12 Wilcoxon-Mann-Whitney U Test (EFFECT_CARE_EDUCATION and GENDER)

Show the code
wilcox.test(selectdata2$EFFECT_CARE_EDUCATION, selectdata2$GENDER, paired=FALSE)

    Wilcoxon rank sum test with continuity correction

data:  selectdata2$EFFECT_CARE_EDUCATION and selectdata2$GENDER
W = 3126.5, p-value < 2.2e-16
alternative hypothesis: true location shift is not equal to 0
Show the code
# source: (Cotton, 2024) https://campus.datacamp.com/courses/hypothesis-testing-in-r/non-parametric-tests?ex=10
##Explanation: Mann-Whitney U Test was used because I had non-normal distributed data for my independent variables.

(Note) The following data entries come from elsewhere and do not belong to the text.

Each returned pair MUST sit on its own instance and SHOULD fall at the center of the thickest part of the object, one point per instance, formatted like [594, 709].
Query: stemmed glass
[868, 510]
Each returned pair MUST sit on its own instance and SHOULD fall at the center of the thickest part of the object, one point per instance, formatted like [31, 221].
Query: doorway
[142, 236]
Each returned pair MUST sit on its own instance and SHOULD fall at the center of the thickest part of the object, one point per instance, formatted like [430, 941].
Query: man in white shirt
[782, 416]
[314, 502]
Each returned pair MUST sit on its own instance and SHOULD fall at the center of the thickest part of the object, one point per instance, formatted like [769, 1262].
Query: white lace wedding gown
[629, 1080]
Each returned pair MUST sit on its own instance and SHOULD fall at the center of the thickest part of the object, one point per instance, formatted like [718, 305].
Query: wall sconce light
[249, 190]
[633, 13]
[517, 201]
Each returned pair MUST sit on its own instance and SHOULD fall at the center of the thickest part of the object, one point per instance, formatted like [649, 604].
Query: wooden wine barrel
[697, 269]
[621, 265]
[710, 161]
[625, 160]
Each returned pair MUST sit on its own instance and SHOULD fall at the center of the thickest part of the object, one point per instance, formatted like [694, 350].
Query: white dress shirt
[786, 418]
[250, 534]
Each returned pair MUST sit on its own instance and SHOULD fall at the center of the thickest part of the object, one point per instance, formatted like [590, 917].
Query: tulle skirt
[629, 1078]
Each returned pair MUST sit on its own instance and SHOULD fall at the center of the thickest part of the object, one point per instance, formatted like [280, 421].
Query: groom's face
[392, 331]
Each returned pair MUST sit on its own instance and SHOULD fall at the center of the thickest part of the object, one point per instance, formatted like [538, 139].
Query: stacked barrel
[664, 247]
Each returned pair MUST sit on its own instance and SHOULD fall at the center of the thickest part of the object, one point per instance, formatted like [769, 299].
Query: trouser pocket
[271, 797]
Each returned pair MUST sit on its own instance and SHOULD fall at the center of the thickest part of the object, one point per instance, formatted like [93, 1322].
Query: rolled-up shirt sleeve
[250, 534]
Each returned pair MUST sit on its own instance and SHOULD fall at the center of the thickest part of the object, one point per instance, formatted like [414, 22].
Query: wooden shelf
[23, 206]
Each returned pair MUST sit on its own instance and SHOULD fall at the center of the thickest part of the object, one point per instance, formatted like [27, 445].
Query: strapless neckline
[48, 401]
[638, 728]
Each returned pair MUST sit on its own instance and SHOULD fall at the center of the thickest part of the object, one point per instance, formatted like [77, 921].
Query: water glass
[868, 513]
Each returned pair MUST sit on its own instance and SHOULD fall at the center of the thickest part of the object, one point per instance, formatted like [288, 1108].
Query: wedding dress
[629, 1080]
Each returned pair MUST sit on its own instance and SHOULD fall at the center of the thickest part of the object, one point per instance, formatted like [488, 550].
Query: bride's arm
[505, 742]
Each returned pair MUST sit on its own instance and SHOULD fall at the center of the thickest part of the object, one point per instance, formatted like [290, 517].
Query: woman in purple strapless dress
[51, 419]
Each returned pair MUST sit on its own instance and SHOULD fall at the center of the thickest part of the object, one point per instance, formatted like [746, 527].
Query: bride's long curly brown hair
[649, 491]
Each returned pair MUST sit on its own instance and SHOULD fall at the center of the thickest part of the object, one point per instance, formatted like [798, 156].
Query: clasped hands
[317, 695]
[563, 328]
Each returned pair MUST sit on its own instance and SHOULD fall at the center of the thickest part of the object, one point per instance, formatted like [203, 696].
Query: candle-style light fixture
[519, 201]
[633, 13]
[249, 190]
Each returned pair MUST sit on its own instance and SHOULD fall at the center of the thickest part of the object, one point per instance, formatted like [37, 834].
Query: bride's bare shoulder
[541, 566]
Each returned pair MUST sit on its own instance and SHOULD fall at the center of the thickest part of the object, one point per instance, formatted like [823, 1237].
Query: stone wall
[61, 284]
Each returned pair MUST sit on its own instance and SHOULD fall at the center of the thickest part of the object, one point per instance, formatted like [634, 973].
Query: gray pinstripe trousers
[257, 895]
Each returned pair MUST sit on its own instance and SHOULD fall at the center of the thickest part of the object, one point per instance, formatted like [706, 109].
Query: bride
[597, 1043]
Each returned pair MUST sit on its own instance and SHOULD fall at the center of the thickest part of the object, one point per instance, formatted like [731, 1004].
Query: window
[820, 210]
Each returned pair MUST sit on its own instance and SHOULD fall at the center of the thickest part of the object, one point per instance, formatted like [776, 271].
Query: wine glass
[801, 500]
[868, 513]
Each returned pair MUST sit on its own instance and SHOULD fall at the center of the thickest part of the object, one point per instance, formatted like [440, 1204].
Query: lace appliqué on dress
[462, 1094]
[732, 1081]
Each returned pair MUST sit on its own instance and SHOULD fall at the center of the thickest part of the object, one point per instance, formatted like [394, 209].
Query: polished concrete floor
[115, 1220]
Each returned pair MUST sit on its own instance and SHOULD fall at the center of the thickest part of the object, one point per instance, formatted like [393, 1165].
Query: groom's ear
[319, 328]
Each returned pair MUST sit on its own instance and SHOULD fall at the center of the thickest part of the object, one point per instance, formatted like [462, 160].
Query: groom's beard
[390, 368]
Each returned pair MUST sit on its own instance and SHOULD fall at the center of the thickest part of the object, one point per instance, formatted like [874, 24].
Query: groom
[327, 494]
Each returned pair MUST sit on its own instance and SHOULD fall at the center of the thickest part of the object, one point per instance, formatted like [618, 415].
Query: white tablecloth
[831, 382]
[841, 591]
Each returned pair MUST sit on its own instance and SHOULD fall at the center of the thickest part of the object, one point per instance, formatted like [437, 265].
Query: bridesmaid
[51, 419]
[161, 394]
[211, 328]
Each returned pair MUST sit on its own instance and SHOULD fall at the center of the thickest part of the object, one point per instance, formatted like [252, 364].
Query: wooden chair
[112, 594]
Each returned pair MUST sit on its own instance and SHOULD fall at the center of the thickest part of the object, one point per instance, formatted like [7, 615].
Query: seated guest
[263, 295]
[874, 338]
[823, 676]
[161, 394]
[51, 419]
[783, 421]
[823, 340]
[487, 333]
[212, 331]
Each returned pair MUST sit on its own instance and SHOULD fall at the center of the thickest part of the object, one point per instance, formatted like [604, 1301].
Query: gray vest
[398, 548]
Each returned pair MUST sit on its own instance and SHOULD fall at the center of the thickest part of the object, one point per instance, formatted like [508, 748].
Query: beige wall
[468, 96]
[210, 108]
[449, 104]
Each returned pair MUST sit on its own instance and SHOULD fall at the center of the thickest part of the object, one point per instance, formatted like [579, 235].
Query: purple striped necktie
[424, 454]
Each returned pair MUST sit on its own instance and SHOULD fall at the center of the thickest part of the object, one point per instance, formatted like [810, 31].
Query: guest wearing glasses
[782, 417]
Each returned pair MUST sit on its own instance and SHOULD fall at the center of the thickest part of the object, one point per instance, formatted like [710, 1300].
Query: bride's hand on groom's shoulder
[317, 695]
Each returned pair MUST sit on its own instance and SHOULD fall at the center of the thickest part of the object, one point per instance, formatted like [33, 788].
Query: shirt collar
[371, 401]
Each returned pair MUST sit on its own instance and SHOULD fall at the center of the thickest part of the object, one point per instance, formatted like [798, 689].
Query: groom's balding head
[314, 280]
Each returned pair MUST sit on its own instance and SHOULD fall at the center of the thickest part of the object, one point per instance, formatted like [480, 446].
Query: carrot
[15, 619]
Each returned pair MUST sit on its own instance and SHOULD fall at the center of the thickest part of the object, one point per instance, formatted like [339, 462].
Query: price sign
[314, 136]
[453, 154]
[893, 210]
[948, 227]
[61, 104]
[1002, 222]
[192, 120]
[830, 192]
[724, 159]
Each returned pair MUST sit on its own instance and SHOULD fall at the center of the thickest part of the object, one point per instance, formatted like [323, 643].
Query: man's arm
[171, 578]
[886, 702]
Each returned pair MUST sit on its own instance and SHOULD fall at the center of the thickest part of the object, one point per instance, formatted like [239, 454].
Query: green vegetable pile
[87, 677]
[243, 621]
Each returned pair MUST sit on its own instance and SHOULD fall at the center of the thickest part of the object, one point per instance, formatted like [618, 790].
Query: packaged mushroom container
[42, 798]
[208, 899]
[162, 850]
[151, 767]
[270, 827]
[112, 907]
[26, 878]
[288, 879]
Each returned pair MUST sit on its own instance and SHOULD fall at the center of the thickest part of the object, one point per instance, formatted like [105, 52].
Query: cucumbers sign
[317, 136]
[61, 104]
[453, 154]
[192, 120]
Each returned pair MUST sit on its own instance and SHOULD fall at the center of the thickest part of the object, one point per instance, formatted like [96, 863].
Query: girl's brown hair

The test showed that there is a statistically significant difference in how men vs. women responded to the effectiveness of educational programs in achieving safety and reducing violence. 

13 Factor Gender

Show the code
selectdata2$GENDER <- factor(selectdata2$GENDER)
# source: (Wickham et al., 2023) https://r4ds.hadley.nz/factors.html
## explanation: Factored the variable "Gender" to turn the data into a categorical type.

14 Visualize

15 Bar Chart

Show the code
library(ggplot2) 
plot_gender_effectiveness <- ggplot(selectdata2, aes(x =EFFECT_CARE_EDUCATION, fill = GENDER)) + 
  geom_bar() +
  facet_wrap(~ GENDER, 
             labeller = as_labeller(c("0"= "Women", "1"= "Men"))) +
  scale_fill_manual(
    values = c("0" = "#F8766D", "1" = "#00BFC4"),
    labels = c("Women","Men")) +
  labs(
    title = "Perceived Effectivenss by Gender",
    x = "Effectiveness of Educational Programs",
    y = "Number of Respondents",
    fill = "Gender"
  ) +
  theme_minimal()
  theme(axis.text.x = element_text(angle = 45, hjust= 1), 
  panel.spacing = unit(1, "lines"))
<theme> List of 2
 $ axis.text.x  : <ggplot2::element_text>
  ..@ family       : NULL
  ..@ face         : NULL
  ..@ italic       : chr NA
  ..@ fontweight   : num NA
  ..@ fontwidth    : num NA
  ..@ colour       : NULL
  ..@ size         : NULL
  ..@ hjust        : num 1
  ..@ vjust        : NULL
  ..@ angle        : num 45
  ..@ lineheight   : NULL
  ..@ margin       : NULL
  ..@ debug        : NULL
  ..@ inherit.blank: logi FALSE
 $ panel.spacing: 'simpleUnit' num 1lines
  ..- attr(*, "unit")= int 3
 @ complete: logi FALSE
 @ validate: logi TRUE
Show the code
  #print and save to plots folders
  print(plot_gender_effectiveness)

the faceted bar charts show effectiveness rating of educational programs on the x axis and number of respondents on the y axis with the grouping variable being Gender. Women are shown on the left plot in pink while men are displayed in the right plot as blue. The women and men are seperated into two different bar charts side by side to more clearly compare the two genders perceptions on effectiveness of educational programs in achieving safety.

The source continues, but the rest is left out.